Finalement, cette société évoquée plus haut, si elle semble au premier abord plus réaliste, n’en est pas moins terrifiante. Vue par le prisme de cette agence d’assassins utilisant froidement des corps à sacrifier pour accomplir leurs buts, tout n’a l’air qu’apparat et imposture. Vos, à force de possession, semble de plus en plus incertaine de sa propre identité – au point de devoir s’entrainer à discuter avant de revoir son fils. Finalement, c’est le concept d’aliénation que travaille au corps le scénario de Possessor. C’est évidemment le cas pour l’héroïne qui a de plus en plus de mal à se séparer de la personne et du corps qu’elle habite. Mais cela semble être tout autant le cas pour tous les autres personnages, notamment pour l’entreprise qui est la cible de la mission. La vision des lignes d’employés sous des casques VR effectuant des tâches abrutissantes de machine learning est à ce titre éloquente. Tout le monde semble ici lutter avec sa propre identité et perdre prise avec la réalité, sans même avoir besoin de passer par une machine substituant les corps.

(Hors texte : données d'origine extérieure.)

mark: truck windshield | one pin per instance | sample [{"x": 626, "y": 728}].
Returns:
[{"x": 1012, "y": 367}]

Sans grande surprise, les thèmes développés par Brandon Cronenberg dans son second film sont à nouveau très proches de ceux qui ont animé la filmographie de son père pendant des décennies. L’altération, le rapport à la machine ici intégrée à l’homme (pour posséder un corps, on doit passer par une opération au cerveau), la confusion entre fiction et réalité, sont autant de thématiques qui rappellent l’immense eXistenZ (David Cronenberg, 1999) – avec la même Jennifer Jason Leigh. Malheureusement, malgré son ambition, Possessor ne parvient pas durant ses deux heures à convaincre et impacter autant qu’eXistenZ en son temps. Si le long-métrage est plastiquement très réussi – la séquence de « transfert » d’un corps vers l’autre par exemple revisite avec modernité et force un grand motif du cinéma d’horreur qu’est celui du corps fondu, les nazis des Aventuriers de l’Arche Perdue (Steven Spielberg, 1981) s’en souviennent encore – ce thriller de science-fiction n’échappe pas aux longueurs, la faute à un propos qui semble régulièrement radoter, notamment dans sa deuxième partie. L’extrême violence qui éclate par moments, les plans « chocs » semblent alors malvenus, pas entièrement maitrisés. S’il demeure intriguant et esthétiquement passionnant, Possessor n’arrive pas complètement à prendre le contrôle de son spectateur. Fatalement, Brandon Cronenberg échoue alors à confirmer le succès de son premier essai autant qu’à parvenir, enfin, à “tuer le père”.